I tried to solve following task:
Count number of $8$-permutations from $2$ letters $A$, $2$ letters $B$, $2$ letters $C$ and $2$ letters $D$ where exactly one pair of same letters are adjacent in resulting permutation
My solution is straightforward: let $A_i$ be the number of permutations with at least $i$ pairs of same letters adjacent, then our solution will be $A_1 - A_2 + A_3 - A_4$ $$A_1=\binom{4}{1}\times 7 \times 1! \times \frac{6!}{2^3}$$ $$A_2=\binom{4}{2}\times 15 \times 2! \times \frac{4!}{2^2}$$ $$A_3=\binom{4}{3}\times 10 \times 3! \times \frac{2!}{2^1}$$ $$A_4=\binom{4}{4}\times 1 \times 4! \times \frac{0!}{2^0}$$ My logic is following: first take $i$ pairs of same letters that for sure gonna be adjacent, then count number of possibilities to place those pairs in permutation (i used recurrence relation $f(n,k)=f(n-1,k)+f(n-2,k-1)$ to count number of ways to put $k$ $2$-blocks in $n$-block line), then we can permute those pairs $i!$ times, lastly we permute rest of the letters in $\frac{(8-2i)!}{2^{4-i}}$ ways.
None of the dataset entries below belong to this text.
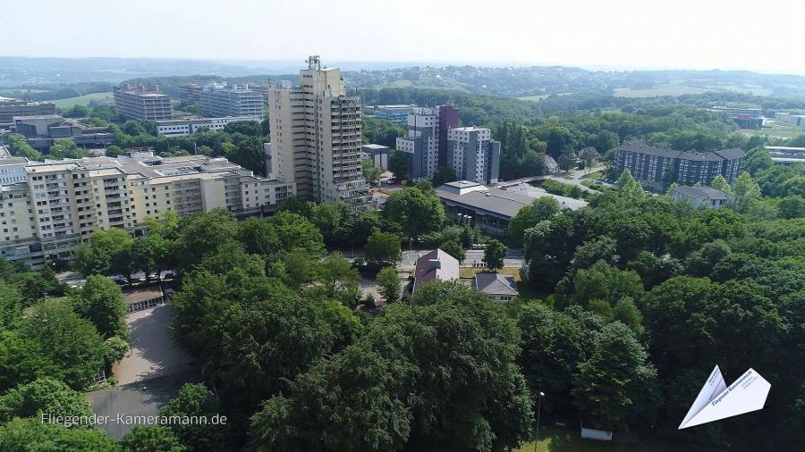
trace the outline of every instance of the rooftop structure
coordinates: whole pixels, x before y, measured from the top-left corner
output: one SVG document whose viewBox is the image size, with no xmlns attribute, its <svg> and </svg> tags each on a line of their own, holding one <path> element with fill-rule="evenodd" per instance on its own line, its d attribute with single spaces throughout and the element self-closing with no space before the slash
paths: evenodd
<svg viewBox="0 0 805 452">
<path fill-rule="evenodd" d="M 436 248 L 417 259 L 411 292 L 416 292 L 422 284 L 432 280 L 447 281 L 458 279 L 458 259 Z"/>
<path fill-rule="evenodd" d="M 266 115 L 266 96 L 249 85 L 208 85 L 200 96 L 205 116 L 252 116 L 260 121 Z"/>
<path fill-rule="evenodd" d="M 445 205 L 445 213 L 452 220 L 472 224 L 497 236 L 506 234 L 512 218 L 535 199 L 522 193 L 486 187 L 471 180 L 449 182 L 436 188 L 436 191 Z M 586 205 L 583 201 L 547 193 L 545 196 L 556 198 L 564 208 L 576 209 Z M 569 204 L 568 201 L 574 202 Z"/>
<path fill-rule="evenodd" d="M 664 190 L 673 182 L 709 186 L 721 174 L 732 185 L 741 172 L 746 153 L 739 148 L 716 152 L 675 151 L 654 147 L 642 141 L 627 141 L 618 146 L 615 172 L 629 169 L 644 186 Z"/>
<path fill-rule="evenodd" d="M 12 122 L 14 116 L 39 114 L 55 114 L 55 104 L 0 96 L 0 123 Z"/>
<path fill-rule="evenodd" d="M 712 187 L 691 187 L 682 185 L 674 189 L 674 199 L 685 199 L 697 207 L 716 209 L 727 205 L 735 197 Z"/>
<path fill-rule="evenodd" d="M 500 273 L 476 273 L 472 287 L 483 292 L 498 303 L 508 303 L 520 295 L 515 289 L 514 278 Z"/>
<path fill-rule="evenodd" d="M 155 86 L 123 83 L 114 88 L 114 108 L 124 118 L 161 121 L 174 116 L 171 98 Z"/>
<path fill-rule="evenodd" d="M 165 120 L 157 121 L 157 135 L 179 137 L 195 133 L 206 127 L 210 130 L 223 130 L 226 124 L 238 121 L 259 121 L 258 116 L 228 116 L 225 118 L 197 118 L 188 120 Z"/>
<path fill-rule="evenodd" d="M 33 268 L 72 259 L 98 229 L 134 231 L 146 217 L 168 211 L 262 214 L 294 193 L 293 184 L 255 176 L 225 158 L 150 152 L 44 163 L 4 158 L 0 175 L 0 216 L 9 222 L 0 256 Z"/>
</svg>

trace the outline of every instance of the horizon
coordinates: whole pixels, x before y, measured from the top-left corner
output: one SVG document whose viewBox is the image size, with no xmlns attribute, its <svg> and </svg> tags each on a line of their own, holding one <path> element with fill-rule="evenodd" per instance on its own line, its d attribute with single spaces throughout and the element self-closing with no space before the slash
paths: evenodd
<svg viewBox="0 0 805 452">
<path fill-rule="evenodd" d="M 760 9 L 747 0 L 651 7 L 637 0 L 394 5 L 342 0 L 333 8 L 314 0 L 301 11 L 283 2 L 237 0 L 221 8 L 212 2 L 143 0 L 132 13 L 124 2 L 107 2 L 103 14 L 115 19 L 110 33 L 98 27 L 98 14 L 75 14 L 97 8 L 92 0 L 13 3 L 6 5 L 7 17 L 29 20 L 4 24 L 13 38 L 0 44 L 0 54 L 292 62 L 315 53 L 334 62 L 522 62 L 805 76 L 805 37 L 799 31 L 805 6 L 795 0 Z M 141 20 L 117 20 L 126 15 Z M 30 20 L 38 26 L 30 27 Z M 151 56 L 141 56 L 142 49 Z"/>
</svg>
Result of this is $1656$ and correct result (according to my computer program) is $984$, so it seems i'm hugely overcounting something, but i have no idea what.
I'd appreciate some help on this.
There are $7!/2^3=630$ permutations with a pair of adjacent letters A.
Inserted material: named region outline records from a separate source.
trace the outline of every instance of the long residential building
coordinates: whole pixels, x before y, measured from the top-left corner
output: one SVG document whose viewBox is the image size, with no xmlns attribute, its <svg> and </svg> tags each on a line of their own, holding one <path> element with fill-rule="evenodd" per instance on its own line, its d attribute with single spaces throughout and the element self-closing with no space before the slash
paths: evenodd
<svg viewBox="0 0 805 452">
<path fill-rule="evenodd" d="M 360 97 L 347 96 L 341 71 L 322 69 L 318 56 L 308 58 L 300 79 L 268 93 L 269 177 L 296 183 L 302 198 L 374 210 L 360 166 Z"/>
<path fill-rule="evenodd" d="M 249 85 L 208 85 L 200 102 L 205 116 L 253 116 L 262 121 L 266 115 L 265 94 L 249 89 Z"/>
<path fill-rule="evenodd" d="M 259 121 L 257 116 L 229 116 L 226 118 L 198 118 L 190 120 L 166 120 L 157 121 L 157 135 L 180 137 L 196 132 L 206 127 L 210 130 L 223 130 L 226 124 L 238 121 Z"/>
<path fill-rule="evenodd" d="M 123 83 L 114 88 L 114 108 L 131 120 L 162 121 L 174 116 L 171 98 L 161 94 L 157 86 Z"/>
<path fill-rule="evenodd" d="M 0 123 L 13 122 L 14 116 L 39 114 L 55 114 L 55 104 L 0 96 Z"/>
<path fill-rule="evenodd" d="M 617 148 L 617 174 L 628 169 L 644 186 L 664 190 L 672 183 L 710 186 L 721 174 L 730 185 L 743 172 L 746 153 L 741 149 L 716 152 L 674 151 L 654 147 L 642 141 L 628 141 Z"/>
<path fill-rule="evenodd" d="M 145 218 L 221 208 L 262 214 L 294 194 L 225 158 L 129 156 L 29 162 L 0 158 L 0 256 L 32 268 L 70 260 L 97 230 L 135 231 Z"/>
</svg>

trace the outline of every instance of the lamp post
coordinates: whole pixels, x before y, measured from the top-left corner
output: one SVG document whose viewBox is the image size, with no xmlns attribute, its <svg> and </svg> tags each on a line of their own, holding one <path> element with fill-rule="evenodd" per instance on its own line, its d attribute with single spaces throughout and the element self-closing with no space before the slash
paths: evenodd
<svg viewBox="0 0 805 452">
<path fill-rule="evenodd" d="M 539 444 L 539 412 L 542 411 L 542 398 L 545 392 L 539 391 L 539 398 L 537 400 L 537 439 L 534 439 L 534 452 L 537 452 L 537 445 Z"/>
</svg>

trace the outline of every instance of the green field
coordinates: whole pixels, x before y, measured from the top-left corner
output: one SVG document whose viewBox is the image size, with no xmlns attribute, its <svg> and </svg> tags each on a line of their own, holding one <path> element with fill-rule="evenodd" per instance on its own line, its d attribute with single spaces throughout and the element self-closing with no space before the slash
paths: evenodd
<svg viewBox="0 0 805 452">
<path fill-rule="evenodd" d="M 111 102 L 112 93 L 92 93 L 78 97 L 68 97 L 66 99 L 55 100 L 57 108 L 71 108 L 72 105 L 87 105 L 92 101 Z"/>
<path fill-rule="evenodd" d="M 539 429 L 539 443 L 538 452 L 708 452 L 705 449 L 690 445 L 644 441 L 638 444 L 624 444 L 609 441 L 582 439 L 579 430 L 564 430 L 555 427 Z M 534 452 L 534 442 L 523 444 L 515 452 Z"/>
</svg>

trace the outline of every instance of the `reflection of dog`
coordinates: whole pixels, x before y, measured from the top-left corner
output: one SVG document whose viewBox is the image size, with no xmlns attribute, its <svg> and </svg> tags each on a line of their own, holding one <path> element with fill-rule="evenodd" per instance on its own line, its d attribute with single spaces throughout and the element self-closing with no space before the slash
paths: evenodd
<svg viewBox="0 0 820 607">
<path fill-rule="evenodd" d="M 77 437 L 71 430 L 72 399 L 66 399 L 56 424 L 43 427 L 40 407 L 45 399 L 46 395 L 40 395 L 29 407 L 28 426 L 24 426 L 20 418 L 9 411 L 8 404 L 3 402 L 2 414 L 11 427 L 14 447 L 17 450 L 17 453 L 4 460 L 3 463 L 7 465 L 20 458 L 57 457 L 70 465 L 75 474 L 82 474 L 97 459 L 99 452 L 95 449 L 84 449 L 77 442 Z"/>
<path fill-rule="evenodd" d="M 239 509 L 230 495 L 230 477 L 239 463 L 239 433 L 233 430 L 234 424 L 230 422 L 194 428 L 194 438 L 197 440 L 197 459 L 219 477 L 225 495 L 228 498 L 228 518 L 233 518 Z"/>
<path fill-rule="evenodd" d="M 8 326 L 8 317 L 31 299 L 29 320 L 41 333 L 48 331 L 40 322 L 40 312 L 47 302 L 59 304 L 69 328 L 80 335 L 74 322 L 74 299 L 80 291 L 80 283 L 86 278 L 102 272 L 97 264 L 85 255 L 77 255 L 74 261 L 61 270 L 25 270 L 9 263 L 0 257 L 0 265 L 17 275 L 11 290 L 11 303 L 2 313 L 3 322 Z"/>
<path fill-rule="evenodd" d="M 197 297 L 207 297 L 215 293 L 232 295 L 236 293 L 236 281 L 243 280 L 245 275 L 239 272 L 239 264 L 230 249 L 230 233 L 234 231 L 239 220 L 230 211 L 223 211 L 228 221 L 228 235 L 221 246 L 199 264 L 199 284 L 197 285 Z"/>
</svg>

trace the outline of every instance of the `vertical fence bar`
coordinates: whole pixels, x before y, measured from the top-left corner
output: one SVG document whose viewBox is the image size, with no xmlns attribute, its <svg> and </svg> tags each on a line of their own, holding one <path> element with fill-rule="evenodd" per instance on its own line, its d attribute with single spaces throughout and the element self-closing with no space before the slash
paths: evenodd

There are $6!/2^2=180$ permutations with a pair of adjacent letters A and a pair of adjacent letters B. Same for A and C, and for A and D.
There are $5!/2=60$ permutations with a pair of adjacent letters A and a pair of adjacent letters B and a pair of adjacent letters C. Same for A and B and D, and for A and C and D.
There are $4!=24$ permutations where all letters occur as adjacent pair.
So there are $630-3\times 180+3\times 60-24=246$ permutations that have a pair of adjacent letters A and no other adjacent pair of letters.
So there are $4\times 246=984$ permutations that have exactly one pair of adjacent letters.